Tumblr algorithm
© envato
Tumblr's algorithm is struggling to distinguish chicken from pornography.
Social media giants are locked in a never-ending war to get the internet to play nice, but for all of their 'good intentions,' the facepalm-worthy failures are what stand out, including the latest #TooSexyForTumblr trend.

Following a recent child porn controversy on the blogging site, Tumblr administrators decided to clamp down on all Not Safe For Work material on the platform.

The plan was to purge "Photos, videos, or GIFs that show real-life human genitals or female-presenting nipples, and any content-including photos, videos, GIFs and illustrations-that depicts sex acts" from the website by December 17.

But, as always, "the best-laid plans of mice and men often go awry," and Tumblr's prudish, porn-policing algorithm is proving more puritanical than even the most hardline conservative, religious fundamentalist could ever hope to be.

In the internet age, these cringe-worthy failures get amplified like never before in human history, as showcased by #TooSexyForTumblr which is spreading like wildfire on Twitter with some truly hilarious (and bizarre) examples.

Tumblr algorithm censorship
© @ThisIsn’tHappiness / Tumblr
These include everything from Joe Biden to people's pets is proving too hot for Tumblr's new orthodoxy.




But the fun doesn't stop there, as various cartoons and sketches have also been blocked.






The censoring is reportedly" a mix of machine-learning classification and human moderation by our Trust & Safety team - the group of individuals who help moderate Tumblr," and who, seemingly, have little to no concept of what constitutes pornography or NSFW imagery.

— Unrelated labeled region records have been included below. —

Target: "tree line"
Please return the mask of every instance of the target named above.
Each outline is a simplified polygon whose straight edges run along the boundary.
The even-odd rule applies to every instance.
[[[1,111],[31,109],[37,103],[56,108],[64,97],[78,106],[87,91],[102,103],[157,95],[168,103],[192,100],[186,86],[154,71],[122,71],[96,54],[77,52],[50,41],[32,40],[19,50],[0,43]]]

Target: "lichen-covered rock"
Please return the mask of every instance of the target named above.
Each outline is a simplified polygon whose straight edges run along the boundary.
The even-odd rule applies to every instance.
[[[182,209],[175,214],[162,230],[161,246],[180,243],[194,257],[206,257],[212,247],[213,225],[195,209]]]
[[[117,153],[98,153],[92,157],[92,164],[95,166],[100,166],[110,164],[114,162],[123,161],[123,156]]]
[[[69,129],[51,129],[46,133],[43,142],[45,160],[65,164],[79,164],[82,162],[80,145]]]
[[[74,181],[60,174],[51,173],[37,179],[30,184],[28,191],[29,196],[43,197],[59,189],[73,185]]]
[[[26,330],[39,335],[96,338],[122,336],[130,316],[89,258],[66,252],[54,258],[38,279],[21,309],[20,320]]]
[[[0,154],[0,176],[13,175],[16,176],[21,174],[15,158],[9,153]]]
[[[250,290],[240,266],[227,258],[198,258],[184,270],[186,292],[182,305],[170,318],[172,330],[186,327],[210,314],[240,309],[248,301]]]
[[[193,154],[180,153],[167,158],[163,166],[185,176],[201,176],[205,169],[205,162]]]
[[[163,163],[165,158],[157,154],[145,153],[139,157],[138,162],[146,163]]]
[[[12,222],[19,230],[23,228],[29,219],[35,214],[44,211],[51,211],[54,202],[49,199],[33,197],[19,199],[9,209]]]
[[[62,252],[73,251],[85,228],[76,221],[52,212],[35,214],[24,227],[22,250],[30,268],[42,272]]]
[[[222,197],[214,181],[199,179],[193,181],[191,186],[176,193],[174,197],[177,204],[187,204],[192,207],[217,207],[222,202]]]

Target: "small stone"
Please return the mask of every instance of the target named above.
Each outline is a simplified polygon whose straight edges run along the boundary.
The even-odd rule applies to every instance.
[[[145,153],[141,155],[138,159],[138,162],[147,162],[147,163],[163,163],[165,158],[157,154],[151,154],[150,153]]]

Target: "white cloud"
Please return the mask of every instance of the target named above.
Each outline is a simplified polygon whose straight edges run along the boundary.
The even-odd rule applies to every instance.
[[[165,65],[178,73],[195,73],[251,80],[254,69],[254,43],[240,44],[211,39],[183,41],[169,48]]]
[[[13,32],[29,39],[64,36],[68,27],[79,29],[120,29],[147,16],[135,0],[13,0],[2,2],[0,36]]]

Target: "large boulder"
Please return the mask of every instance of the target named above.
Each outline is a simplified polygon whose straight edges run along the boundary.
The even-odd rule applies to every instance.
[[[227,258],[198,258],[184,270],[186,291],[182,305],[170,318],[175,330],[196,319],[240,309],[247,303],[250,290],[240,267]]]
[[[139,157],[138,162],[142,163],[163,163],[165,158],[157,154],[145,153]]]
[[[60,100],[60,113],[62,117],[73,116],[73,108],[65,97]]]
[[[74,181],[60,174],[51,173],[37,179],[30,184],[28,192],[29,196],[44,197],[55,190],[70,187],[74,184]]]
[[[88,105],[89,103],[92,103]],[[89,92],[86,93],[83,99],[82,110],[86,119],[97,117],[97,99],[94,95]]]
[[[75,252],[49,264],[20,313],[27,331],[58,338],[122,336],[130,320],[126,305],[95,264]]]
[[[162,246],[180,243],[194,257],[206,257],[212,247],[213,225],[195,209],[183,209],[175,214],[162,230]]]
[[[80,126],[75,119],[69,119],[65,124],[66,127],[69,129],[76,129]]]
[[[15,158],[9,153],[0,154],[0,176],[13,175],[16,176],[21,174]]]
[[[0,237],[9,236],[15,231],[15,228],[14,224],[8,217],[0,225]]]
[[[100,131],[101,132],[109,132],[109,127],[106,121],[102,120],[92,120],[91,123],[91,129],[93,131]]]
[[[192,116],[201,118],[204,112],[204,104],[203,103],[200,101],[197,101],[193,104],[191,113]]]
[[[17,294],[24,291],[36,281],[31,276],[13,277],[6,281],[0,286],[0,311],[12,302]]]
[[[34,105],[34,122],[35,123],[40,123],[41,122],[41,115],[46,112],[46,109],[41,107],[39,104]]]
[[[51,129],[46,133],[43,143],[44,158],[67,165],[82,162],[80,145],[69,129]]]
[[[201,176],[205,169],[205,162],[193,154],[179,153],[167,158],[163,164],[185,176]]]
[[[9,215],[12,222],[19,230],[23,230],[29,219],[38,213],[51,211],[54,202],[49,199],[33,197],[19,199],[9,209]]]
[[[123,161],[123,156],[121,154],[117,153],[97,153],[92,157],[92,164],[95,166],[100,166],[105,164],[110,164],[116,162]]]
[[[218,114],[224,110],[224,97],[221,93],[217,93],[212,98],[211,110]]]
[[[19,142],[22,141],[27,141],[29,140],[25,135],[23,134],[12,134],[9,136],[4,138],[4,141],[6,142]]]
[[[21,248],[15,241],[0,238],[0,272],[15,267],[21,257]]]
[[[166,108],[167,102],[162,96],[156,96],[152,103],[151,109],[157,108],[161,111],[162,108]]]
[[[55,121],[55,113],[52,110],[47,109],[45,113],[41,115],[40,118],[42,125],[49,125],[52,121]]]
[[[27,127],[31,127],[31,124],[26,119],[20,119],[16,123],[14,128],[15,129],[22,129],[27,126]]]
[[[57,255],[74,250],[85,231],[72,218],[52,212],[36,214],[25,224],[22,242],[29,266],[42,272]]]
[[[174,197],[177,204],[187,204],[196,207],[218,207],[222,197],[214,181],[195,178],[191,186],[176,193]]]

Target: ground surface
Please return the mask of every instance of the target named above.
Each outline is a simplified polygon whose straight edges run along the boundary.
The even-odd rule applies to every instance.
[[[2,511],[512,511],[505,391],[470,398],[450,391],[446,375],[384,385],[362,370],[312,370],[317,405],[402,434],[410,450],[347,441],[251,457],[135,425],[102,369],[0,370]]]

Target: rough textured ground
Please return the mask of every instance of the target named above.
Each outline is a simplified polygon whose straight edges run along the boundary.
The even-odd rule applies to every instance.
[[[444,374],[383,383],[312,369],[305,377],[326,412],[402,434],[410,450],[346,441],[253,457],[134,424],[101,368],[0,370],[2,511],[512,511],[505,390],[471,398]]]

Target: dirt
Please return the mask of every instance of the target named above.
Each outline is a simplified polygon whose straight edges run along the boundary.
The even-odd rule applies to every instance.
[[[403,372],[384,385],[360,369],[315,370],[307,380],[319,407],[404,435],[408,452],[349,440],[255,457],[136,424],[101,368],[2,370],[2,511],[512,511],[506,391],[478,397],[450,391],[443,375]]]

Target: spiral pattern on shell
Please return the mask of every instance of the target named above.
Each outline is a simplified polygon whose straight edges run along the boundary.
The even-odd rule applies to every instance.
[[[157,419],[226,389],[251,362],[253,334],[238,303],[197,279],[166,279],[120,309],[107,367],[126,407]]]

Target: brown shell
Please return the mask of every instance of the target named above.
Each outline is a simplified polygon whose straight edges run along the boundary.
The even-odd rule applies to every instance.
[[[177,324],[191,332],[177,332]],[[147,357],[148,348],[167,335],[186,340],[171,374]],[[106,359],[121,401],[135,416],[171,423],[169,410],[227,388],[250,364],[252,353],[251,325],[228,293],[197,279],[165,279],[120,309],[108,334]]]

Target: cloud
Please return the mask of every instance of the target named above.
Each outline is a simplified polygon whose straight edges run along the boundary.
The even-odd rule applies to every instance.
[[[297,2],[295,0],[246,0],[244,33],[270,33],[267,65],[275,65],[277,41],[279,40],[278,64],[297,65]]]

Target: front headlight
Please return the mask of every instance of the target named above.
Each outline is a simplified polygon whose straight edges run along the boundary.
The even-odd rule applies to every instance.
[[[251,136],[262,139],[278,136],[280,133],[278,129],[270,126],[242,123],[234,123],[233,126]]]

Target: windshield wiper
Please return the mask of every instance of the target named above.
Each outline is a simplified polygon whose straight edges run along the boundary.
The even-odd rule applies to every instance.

"Microsoft Bing, when it first launched, used such a blunt tool that terms like 'chicken breast' and 'breast cancer' were filtered out in SafeSearch," Jillian York, the Director for International Freedom of Expression at the Electronic Frontier Foundation, told Vice in an email.
Tumblr censors Joe Biden
"Tumblr's announcement is unique in that this is perhaps the first time a company has relied fully on automated tools, and I think that these mishaps demonstrate how not-ready-for-primetime such tools are."